A CUDA context is a virtual execution space that holds the code and data owned by a host thread or process. Only one context can ever be active on a GPU with all current hardware.
So to answer your first question, if you have seven separate threads or processes all trying to establish a context and run on the same GPU simultaneously, they will be serialised and any process waiting for access to the GPU will be blocked until the owner of the running context yields. There is, to the best of my knowledge, no time slicing and the scheduling heuristics are not documented and (I would suspect) not uniform from operating system to operating system.
You would be better to launch a single worker thread holding a GPU context and use messaging from the other threads to push work onto the GPU. Alternatively there is a context migration facility available in the CUDA driver API, but that will only work with threads from the same process, and the migration mechanism has latency and host CPU overhead.

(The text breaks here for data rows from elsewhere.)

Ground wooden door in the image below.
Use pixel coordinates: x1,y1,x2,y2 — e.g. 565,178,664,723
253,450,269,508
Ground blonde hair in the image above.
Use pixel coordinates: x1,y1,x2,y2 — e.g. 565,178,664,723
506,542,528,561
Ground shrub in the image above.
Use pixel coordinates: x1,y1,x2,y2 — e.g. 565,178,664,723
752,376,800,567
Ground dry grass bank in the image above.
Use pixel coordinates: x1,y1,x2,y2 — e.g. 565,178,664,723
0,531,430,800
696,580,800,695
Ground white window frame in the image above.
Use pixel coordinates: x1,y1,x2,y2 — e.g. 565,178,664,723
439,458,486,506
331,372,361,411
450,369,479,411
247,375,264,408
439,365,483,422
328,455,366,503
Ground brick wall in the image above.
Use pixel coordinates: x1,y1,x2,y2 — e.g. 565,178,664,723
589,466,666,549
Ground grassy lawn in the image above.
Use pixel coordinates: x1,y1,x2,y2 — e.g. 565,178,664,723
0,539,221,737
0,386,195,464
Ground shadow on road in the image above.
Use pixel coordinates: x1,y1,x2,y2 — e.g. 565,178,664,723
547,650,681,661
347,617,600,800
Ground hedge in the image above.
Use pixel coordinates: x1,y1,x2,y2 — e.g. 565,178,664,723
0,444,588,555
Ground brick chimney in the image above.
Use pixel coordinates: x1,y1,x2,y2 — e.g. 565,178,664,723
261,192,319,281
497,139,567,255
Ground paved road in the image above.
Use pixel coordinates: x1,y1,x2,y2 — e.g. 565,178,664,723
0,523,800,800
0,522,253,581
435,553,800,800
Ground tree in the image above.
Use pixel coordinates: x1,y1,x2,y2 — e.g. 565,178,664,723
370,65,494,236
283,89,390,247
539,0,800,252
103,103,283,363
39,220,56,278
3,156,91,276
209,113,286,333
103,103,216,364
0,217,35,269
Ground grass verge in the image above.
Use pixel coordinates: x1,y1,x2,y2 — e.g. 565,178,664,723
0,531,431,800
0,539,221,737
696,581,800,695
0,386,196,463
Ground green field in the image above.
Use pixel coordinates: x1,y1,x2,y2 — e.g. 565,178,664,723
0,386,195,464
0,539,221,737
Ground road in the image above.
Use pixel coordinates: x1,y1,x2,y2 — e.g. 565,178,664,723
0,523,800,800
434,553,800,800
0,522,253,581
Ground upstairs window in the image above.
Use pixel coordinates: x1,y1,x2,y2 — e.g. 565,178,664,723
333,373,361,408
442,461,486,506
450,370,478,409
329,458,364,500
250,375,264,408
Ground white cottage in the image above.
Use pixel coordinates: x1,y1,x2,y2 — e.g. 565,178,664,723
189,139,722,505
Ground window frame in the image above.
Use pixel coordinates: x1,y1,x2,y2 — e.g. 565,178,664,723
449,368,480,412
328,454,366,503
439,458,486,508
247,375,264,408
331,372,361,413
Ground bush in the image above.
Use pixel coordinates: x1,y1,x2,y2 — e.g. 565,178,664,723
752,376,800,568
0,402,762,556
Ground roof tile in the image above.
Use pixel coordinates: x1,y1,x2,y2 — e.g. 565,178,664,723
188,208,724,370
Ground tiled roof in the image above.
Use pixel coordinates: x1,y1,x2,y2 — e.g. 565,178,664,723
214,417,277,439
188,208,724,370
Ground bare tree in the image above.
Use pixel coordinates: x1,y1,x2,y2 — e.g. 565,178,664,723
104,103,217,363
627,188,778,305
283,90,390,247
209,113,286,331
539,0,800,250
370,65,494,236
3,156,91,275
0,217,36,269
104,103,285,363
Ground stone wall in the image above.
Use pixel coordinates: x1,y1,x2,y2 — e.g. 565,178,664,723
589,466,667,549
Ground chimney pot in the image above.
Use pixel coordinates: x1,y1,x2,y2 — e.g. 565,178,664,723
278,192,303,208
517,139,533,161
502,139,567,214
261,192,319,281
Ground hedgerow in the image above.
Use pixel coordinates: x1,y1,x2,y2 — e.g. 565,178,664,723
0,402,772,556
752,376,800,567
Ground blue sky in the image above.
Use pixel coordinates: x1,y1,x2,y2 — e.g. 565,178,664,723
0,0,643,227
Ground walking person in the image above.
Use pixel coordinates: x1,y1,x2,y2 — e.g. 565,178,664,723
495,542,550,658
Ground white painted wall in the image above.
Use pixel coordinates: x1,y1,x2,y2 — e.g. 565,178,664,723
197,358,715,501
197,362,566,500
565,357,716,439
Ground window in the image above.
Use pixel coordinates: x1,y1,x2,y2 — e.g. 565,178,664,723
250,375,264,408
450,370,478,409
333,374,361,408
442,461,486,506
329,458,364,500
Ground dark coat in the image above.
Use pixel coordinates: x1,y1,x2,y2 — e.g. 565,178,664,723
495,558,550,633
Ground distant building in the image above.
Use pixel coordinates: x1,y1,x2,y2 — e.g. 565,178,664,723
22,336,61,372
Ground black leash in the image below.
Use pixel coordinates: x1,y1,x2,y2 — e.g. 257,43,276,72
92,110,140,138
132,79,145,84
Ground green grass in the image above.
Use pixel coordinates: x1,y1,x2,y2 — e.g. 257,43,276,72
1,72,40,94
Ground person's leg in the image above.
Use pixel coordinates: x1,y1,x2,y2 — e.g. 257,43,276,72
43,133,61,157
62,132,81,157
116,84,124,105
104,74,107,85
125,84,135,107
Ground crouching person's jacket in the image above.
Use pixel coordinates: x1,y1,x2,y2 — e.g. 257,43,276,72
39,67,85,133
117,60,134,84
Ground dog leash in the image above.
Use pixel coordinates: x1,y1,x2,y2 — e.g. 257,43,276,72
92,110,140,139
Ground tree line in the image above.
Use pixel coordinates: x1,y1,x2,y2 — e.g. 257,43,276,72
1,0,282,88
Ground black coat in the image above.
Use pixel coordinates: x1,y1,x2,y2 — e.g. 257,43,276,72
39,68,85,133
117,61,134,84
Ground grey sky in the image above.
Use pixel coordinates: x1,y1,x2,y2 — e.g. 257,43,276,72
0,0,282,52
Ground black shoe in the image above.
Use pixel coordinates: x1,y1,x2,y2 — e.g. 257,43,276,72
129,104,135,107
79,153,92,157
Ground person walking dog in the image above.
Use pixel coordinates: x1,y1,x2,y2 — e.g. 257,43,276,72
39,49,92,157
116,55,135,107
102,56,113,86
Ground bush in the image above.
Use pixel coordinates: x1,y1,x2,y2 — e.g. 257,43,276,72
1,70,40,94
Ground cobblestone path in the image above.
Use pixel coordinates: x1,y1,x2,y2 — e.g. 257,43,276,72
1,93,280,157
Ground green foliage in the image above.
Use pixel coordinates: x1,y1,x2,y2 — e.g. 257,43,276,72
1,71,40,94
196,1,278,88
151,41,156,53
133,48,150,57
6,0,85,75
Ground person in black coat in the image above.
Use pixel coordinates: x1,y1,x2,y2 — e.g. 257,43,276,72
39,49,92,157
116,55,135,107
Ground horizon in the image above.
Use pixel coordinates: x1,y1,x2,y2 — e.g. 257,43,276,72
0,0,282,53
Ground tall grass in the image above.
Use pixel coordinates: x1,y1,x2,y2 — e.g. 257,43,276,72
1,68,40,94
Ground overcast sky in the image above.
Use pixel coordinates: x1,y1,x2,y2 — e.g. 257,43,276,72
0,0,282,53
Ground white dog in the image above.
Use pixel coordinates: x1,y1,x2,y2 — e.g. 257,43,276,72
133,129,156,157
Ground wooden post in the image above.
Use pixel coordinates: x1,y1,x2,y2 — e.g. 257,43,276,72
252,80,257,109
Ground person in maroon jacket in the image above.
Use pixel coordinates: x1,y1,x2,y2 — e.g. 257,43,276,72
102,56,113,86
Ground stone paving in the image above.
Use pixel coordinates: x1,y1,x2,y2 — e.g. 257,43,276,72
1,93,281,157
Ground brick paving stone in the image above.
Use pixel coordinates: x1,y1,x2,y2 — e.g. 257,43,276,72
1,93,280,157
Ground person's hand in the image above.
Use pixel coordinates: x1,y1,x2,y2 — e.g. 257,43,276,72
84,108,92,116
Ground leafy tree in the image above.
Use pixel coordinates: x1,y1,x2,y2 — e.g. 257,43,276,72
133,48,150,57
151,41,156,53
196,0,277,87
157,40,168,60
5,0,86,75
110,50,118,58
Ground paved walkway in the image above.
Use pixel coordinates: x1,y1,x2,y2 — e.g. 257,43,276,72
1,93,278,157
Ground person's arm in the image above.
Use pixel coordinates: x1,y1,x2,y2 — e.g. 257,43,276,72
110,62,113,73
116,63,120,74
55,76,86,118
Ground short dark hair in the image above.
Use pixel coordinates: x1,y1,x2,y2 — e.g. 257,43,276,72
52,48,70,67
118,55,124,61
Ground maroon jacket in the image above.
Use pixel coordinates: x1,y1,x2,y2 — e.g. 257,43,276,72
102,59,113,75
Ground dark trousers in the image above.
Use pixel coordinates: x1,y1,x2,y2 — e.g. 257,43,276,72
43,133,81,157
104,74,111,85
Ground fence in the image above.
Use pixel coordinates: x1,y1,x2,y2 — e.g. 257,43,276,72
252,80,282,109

To add to the answer of #talonmies
In the newer architectures, by the use of MPS multiple processes can launch multiple kernels concurrently. So, now it is definitely possible which was not sometime before. For a detailed understanding read this article.
https://docs.nvidia.com/deploy/pdf/CUDA_Multi_Process_Service_Overview.pdf
Additionally, you can also see maximum number of concurrent kernels allowed per cuda compute capability type supported by different GPUs. Here is a link to that:
https://en.wikipedia.org/wiki/CUDA#Version_features_and_specifications
For example a GPU with cuda compute capability of 7.5 can have maximum of 128 Cuda kernels launched to it.
Do you really need to have separate threads and contexts?
I believe that best practice is a usage one context per GPU, because multiple contexts on single GPU bring a sufficient overhead.
To execute many kernels concrurrenlty you should create few CUDA streams in one CUDA context and queue each kernel into its own stream - so they will be executed concurrently, if there are enough resources for it.
If you need to make the context accessible from few CPU threads - you can use cuCtxPopCurrent(), cuCtxPushCurrent() to pass them around, but only one thread will be able to work with the context at any time.
I have an application in which I would like to share a single GPU between multiple processes. That is, each of these processes would create its own CUDA or OpenCL context, targeting the same GPU. According to the Fermi white paper[1], application-level context switching is less then 25 microseconds, but the launches are effectively serialized as they launch on the GPU -- so Fermi wouldn't work well for this. According to the Kepler white paper[2], there is something called Hyper-Q that allows for up to 32 simultaneous connections from multiple CUDA streams, MPI processes, or threads within a process.
My questions: Has anyone tried this on a Kepler GPU and verified that its kernels are run concurrently when scheduled from distinct processes? Is this just a CUDA feature, or can it also be used with OpenCL on Nvidia GPUs? Do AMD's GPUs support something similar?
[1] http://www.nvidia.com/content/PDF/fermi_white_papers/NVIDIA_Fermi_Compute_Architecture_Whitepaper.pdf
[2] http://www.nvidia.com/content/PDF/kepler/NVIDIA-Kepler-GK110-Architecture-Whitepaper.pdf
In response to the first question, NVIDIA has published some hyper-Q results in a blog here. The blog is pointing out that the developers who were porting CP2K were able to get to accelerated results more quickly because hyper-Q allowed them to use the application's MPI structure more or less as-is and run multiple ranks on a single GPU, and get higher effective GPU utilization that way. As mentioned in the comments, this (hyper-Q) feature is only available on K20 processors currently, as it is dependent on the GK110 GPU.
I've run simultaneous kernels from Fermi architecture it works wonderfully and in fact, is often the only way to get high occupancy from your hardware. I used OpenCL and you need to run a separate command queue from a separate cpu thread in order to do this. Hyper-Q is the ability to dispatch new data parallel kernels from within another kernel. This is only on Kepler.